「老後2千万円不足」は、こうやって乗り越えられる…現役世代のあなたが今すぐやるべきこと
私は、30歳前後の若者から、個人年金保険などの貯蓄商品の提案依頼を受けると、冗談めかして「あるかないかわからない老後のために、今の生活を犠牲にしたいですか?」と聞くようにしています。これは決して「蟻ではなく、キリギリスになれ」と言っているのではなく、漠然とした不安で、すぐにつまらない金融商品に手を出してしまわず、もう少し物事を自分なりに考えて結論を出してほしいというメッセージです。
月1万円ずつでも単純に40年間ためていけば、元本は480万円になりますが、これが年利2%で運用できたとすれば734万円、仮に6%ならば、2,000万円になるのです。金融審議会の報告書では、こうしたことをきちんと認識することの重要性を「金融リテラシーの向上」と難しい言葉で表現していますが、要は一定の金融知識を持ち、実際に運用の経験を実感しようということです。
不足は、支出が収入よりも多いから生じる
足りないから、その分を補うように若い内から資産形成に励めというのは、それなりの理屈ですが、一方で足りないなら支出を減らせばいいじゃないかというのが、ごく当たり前の道理です。つまり、不足分2,000万円を減らすには、支出の月26万円を減らせばいいのです。つまり、収入に合った生活をするということです。
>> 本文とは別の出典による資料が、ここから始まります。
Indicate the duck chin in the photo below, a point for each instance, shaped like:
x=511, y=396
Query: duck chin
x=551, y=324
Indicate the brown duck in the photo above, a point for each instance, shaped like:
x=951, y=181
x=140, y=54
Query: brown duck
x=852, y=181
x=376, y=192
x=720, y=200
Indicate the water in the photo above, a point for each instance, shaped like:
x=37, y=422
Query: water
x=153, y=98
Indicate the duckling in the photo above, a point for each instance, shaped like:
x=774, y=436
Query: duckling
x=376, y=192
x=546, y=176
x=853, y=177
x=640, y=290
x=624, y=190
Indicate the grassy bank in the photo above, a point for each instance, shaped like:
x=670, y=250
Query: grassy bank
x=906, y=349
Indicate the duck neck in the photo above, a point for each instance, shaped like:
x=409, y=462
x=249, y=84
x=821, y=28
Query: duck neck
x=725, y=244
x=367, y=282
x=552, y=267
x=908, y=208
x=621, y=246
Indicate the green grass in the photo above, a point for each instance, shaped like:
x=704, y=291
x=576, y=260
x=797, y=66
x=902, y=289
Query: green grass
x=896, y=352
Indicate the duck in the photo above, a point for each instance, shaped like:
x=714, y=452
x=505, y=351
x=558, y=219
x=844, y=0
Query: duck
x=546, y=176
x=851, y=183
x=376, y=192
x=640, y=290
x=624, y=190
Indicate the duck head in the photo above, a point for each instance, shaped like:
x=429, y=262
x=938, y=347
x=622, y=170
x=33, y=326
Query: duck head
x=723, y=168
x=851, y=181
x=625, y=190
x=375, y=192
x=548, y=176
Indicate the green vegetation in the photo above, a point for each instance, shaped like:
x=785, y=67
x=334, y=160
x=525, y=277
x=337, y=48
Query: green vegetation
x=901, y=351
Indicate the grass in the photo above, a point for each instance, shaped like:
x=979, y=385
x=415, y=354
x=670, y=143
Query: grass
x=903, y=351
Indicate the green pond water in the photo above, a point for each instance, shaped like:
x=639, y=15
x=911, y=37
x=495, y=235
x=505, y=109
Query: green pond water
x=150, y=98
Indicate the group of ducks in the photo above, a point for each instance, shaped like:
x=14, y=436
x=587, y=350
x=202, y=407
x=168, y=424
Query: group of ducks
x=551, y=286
審議会の報告のなかで支出の内容を良く見ると、26万円の内、その他の消費支出が5.4万円も占めています。このなかには理容や美容の費用や、交際費などが含まれています。こうした費用であれば、ある程度減らしても生活には大きな支障がないように思います。
私の実感としては、もちろん住むところや周りの生活環境にもよりますが、たとえ東京で暮らしていたとしても、老夫婦2人で月26万円はもっと削れるような気がします。
例えば、今の生活に照らして考えてみましょう。1日500円のお小遣いで生活している会社員が、他の同僚が650円の昼の定食を食べているとしても、150円を借りてまで高価な(?)定食を食べるでしょうか。それよりも、500円でお腹を満たし栄養もとれるワンコイン弁当などを探す工夫をするのではないですか。
産む子供の数を1人減らせば老後資金は捻出できる
私が金融審議会の報告を読んで最初に危惧したのは、老後の資金が不足する状況ならば、子供は2人欲しいと思っていた夫婦が、「じゃあ、1人で我慢するか」ということにならないかという点です。